No imprint this half of Remi left in her home would cause her hurt. Because even though the leopard had hunted, it hadn’t killed for the joy of it. While she’d picked up its satisfaction, it was a satisfaction without cruelty—a simple pragmatic thing that she would’ve never been able to understand without touching this imprint.

“You can come inside,” she said, and moved back from the doorway.

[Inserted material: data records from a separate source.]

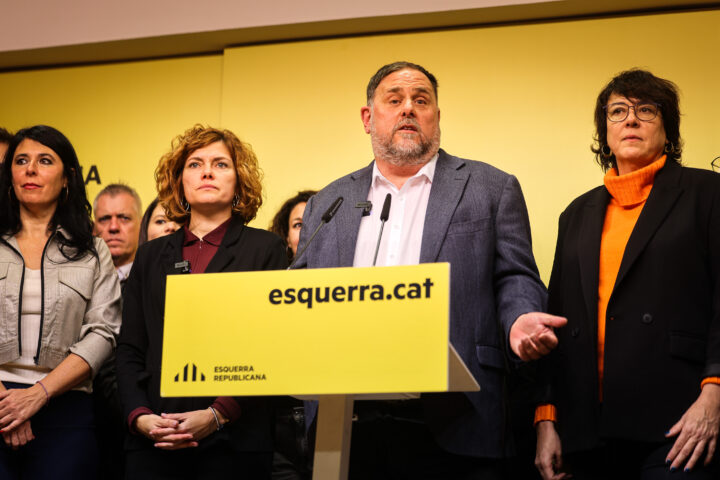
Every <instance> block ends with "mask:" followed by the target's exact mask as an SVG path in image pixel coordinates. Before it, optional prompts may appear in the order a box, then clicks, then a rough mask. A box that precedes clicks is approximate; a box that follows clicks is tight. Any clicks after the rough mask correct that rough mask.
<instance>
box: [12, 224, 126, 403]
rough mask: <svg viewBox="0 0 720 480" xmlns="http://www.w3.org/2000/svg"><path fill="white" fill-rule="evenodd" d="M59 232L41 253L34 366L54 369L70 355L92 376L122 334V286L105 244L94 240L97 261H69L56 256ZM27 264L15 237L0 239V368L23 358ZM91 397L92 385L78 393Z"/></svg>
mask: <svg viewBox="0 0 720 480" xmlns="http://www.w3.org/2000/svg"><path fill="white" fill-rule="evenodd" d="M58 235H65V236H67V233H66V232H65V231H63V229H62V227H59V228H58V229H57V230H56V232H55V233H53V235H52V236H51V237H50V239H49V240H48V242H47V244H46V245H45V249H44V251H43V257H42V266H41V277H42V315H41V321H40V329H41V333H40V340H39V342H38V346H37V349H36V351H35V352H34V354H33V356H34V358H35V364H36V365H38V366H40V367H45V368H50V369H53V368H55V367H57V366H58V364H60V362H62V361H63V360H64V359H65V358H66V357H67V356H68V355H69V354H70V353H74V354H76V355H78V356H80V357H82V358H83V360H85V361H86V362H87V363H88V365H90V368H91V370H92V376H94V375H95V373H96V372H97V371H98V369H99V368H100V367H101V365H102V363H103V361H104V360H105V359H106V358H107V357H109V356H110V354H111V353H112V351H113V349H114V348H115V341H116V337H117V335H118V333H119V331H120V321H121V318H122V312H121V295H120V283H119V281H118V276H117V273H116V272H115V268H114V266H113V263H112V258H111V256H110V251H109V250H108V248H107V245H105V242H104V241H103V240H102V239H100V238H95V249H96V250H97V253H98V255H97V257H96V256H95V255H92V254H91V253H88V254H87V255H85V256H84V257H83V258H81V259H79V260H72V261H71V260H68V259H67V258H65V257H64V256H63V254H62V252H61V251H60V242H59V241H58V239H57V236H58ZM24 271H25V262H24V260H23V257H22V255H21V254H20V248H19V247H18V243H17V241H16V239H15V237H13V236H9V235H5V236H3V237H0V365H1V364H5V363H8V362H12V361H14V360H17V359H18V358H19V357H20V355H21V342H20V340H21V339H20V312H21V308H22V306H21V298H22V286H23V280H24ZM77 388H78V389H80V390H83V391H87V392H90V391H92V380H91V379H87V380H85V381H84V382H83V383H82V384H80V385H78V387H77Z"/></svg>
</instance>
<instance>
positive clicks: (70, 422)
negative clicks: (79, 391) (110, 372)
mask: <svg viewBox="0 0 720 480" xmlns="http://www.w3.org/2000/svg"><path fill="white" fill-rule="evenodd" d="M4 384H5V387H6V388H8V389H10V388H27V387H29V386H30V385H24V384H17V383H10V382H4ZM94 418H95V416H94V411H93V402H92V397H91V395H89V394H87V393H84V392H76V391H70V392H66V393H64V394H62V395H60V396H59V397H55V398H53V399H51V400H50V403H48V405H47V406H45V407H43V408H42V409H40V411H38V412H37V413H36V414H35V415H34V416H33V417H32V418H31V419H30V427H31V428H32V431H33V435H34V436H35V440H31V441H30V442H29V443H27V444H26V445H24V446H22V447H20V448H19V449H17V450H12V449H11V448H10V447H8V446H7V445H5V442H4V441H2V440H0V443H1V444H2V445H0V479H3V480H6V479H7V480H16V479H17V480H19V479H22V480H40V479H43V480H44V479H49V478H51V479H53V480H91V479H92V480H95V479H97V478H98V446H97V440H96V437H95V422H94Z"/></svg>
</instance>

The leopard’s face and paws vanished, only for his body to land in front of her not long afterward. She gasped, having no idea how such a muscular creature could land so lightly. Tail flicking, Remi prowled in and did what felt like a perimeter check to her. After which, he walked to the kitchen and looked back at her in a pointed way.

“I’ve eaten,” she told him. “Baby here was hungry.” She patted her belly, then winced.

When the leopard rumbled a question, she said, “Backache. I’m controlling it using my usual methods, but it’s persistent.”

Rising, the leopard prowled around, managing to open cupboards and poke its head inside as it did so. She watched, utterly fascinated by this beautiful, wild beast inside her home. She wanted to touch him again, feel the living warmth of him.

When he finally returned after his exploration, he stared at her again until she threw up her hands. “I don’t need to lie down! I need to move and stretch it out.”

A shimmer around the cat.

Her breath caught.

She knew she should shut her eyes to give him privacy, but she couldn’t have torn away her gaze if her life depended on it—so she was looking right at him when a tall and muscular man appeared where the cat had been a heartbeat ago.